DistriMuSe UC3 - Safety Area VAE-GAN Checkpoints
Overview
This repository contains trained model checkpoints for anomaly detection in industrial robotic environments developed within the DistriMuSe Project.
The models were trained on a synthetic palletizing workflow generated by the Valeria-Lab, University of Granada, Spain, for the use case:
UC3 โ Safe Interaction and Cooperation with Robots
The objective of the system is to monitor safety-critical areas around a collaborative robotic workstation and automatically detect abnormal situations that may indicate unsafe operating conditions.
Safety Areas
The repository provides independently trained VAE-GAN models for the following safety regions:
- PLeft (Left Personnel Area)
- PRight (Right Personnel Area)
- RoboArm (Robot Manipulator Area)
- ConvBelt (Conveyor Belt Area)
Each model has been trained exclusively on normal operating conditions following a one-class anomaly detection paradigm.
Dataset
The checkpoints were trained on a synthetic palletizing dataset generated by:
Valeria-Lab
Department of Computer Engineering, Automatics and Robotics
University of Granada, Spain
The dataset was created as part of the DistriMuSe project to support the development and validation of safety monitoring systems for collaborative robotics.
Project
DistriMuSe โ Distributed Multi-Sensory Safety Platform
Use Case 3: Safe Interaction and Cooperation with Robots
The anomaly detection framework was developed by:
- University of Turin, Italy
- Rulex Innovation Labs, Italy
in collaboration with:
- Valeria-Lab, University of Granada, Spain
Source Code
The complete training and inference framework used to generate these checkpoints is available at:
AD_MultiPointThreshold
https://github.com/rashidrao-pk/AD_MultiPointThreshold
This repository contains:
- VAE training
- VAE-GAN training
- Multi-point threshold calibration
- Safety-area masking
- Evaluation tools
- Visualization utilities
- Anomaly score analysis
DistriMuSe Industrial Pipeline
The original DistriMuSe implementation, including ROS integration and real-time deployment components, is available at:
https://github.com/rashidrao-pk/advis_distrimuse_unito/tree/main
This repository contains:
- ROS-based anomaly detection pipeline
- Real-time safety monitoring
- GUI-based inspection tools
- Rulex integration
- Safety-area management
- Video processing and masking
- Deployment utilities for UC3 demonstrations
Model Architecture
Each checkpoint consists of:
- Encoder
- Variational latent space
- Decoder / Generator
- Adversarial discriminator
The anomaly score is computed from reconstruction discrepancies between the input frame and the reconstructed output.
Real-Time Pipeline
The complete framework supports:
- Video preprocessing
- Safety-area masking
- Area-specific model inference
- Threshold calibration
- Real-time anomaly monitoring
- ROS integration
- GUI-based inspection
- Rulex message publishing
Available Checkpoints
| Safety Area | Checkpoint |
|---|---|
| PLeft | model_PLeft_64.pt |
| PRight | model_PRight_64.pt |
| RoboArm | model_RoboArm_64.pt |
| ConvBelt | model_ConvBelt_64.pt |
Usage
import torch
checkpoint = torch.load(
"model_PLeft_64.pt",
map_location="cpu",
weights_only=False
)
encoder = Encoder(z_size=64)
decoder = Decoder(z_size=64)
discriminator = Discriminator()
encoder.load_state_dict(checkpoint["encoder_state_dict"])

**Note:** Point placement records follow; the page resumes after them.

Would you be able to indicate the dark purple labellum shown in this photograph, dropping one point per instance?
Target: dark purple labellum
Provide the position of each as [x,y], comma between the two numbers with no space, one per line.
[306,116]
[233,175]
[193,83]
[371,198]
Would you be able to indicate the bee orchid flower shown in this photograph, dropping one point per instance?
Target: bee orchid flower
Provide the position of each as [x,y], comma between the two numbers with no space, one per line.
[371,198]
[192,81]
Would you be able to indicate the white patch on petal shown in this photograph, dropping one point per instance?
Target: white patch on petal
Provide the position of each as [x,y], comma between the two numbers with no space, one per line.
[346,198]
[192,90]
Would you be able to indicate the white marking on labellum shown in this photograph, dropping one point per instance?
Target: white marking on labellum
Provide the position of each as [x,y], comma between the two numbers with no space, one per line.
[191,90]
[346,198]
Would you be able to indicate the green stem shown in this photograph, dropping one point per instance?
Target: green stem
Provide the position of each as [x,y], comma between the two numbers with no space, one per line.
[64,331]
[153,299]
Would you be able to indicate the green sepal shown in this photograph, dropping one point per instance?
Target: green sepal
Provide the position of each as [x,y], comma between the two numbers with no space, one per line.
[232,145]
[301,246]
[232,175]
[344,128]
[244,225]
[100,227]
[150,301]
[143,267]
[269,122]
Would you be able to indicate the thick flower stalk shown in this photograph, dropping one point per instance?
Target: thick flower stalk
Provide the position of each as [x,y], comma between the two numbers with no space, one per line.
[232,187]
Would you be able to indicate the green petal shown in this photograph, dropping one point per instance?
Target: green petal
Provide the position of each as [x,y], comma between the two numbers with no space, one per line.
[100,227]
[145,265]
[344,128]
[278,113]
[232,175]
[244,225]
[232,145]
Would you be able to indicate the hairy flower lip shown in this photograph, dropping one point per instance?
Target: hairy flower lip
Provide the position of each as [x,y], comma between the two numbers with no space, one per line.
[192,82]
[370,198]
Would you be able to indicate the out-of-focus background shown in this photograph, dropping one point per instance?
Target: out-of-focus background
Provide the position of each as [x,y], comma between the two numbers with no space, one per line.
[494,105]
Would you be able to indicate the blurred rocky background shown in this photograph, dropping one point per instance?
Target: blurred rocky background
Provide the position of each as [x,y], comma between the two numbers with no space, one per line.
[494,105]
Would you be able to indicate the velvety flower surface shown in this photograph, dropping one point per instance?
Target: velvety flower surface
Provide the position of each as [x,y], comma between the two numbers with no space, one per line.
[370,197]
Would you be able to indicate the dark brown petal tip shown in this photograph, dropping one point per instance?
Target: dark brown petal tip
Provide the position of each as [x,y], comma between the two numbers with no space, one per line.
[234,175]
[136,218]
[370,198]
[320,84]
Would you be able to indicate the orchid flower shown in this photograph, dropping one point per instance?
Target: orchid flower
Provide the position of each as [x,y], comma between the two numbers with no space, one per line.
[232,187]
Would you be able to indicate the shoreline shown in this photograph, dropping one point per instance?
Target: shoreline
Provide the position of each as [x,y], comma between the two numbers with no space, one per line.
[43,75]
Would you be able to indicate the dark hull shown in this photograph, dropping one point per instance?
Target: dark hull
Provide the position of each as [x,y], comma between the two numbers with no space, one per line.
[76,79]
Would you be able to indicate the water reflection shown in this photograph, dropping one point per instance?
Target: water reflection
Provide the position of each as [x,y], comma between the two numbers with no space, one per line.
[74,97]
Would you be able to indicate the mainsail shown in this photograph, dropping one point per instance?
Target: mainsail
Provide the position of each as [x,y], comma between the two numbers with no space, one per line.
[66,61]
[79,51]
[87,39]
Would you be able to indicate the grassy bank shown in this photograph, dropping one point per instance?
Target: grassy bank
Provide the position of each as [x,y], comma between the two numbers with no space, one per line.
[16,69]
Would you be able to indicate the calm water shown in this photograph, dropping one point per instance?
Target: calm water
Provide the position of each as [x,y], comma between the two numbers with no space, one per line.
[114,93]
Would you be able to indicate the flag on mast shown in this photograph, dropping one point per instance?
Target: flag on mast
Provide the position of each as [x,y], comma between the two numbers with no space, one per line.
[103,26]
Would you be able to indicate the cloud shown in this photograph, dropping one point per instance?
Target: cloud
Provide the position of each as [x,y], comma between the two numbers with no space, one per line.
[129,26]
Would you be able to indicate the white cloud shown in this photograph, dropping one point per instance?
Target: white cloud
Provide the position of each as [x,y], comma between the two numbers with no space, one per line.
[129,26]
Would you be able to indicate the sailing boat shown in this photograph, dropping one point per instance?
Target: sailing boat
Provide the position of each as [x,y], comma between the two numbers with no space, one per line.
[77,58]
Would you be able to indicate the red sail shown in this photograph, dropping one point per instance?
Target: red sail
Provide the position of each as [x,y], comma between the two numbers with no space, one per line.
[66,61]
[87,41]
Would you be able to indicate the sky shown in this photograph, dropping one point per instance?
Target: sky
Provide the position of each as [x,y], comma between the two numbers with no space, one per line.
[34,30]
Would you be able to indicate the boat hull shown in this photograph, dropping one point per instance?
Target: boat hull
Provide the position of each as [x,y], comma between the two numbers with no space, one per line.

decoder.load_state_dict(checkpoint["decoder_state_dict"])
discriminator.load_state_dict(checkpoint["discriminator_state_dict"])
Important Notes
Model Checkpoints
Only trained model weights are provided in this repository.
Threshold Calibration
Thresholds are highly dataset-dependent and should be recalibrated when deploying the models in new environments or with different camera configurations.
Reproducibility
For full reproducibility, training scripts and evaluation tools are available in the AD_MultiPointThreshold repository.
Acknowledgements
We would like to thank:
- Valeria-Lab, University of Granada, Spain
- University of Turin, Italy
- Rulex Innovation Labs, Italy
- DistriMuSe Consortium
for their contributions to the development of safety-aware anomaly detection systems for collaborative robotics.
Citation
If you use these checkpoints in your research, please cite the associated publications and the DistriMuSe project deliverables describing the anomaly detection framework.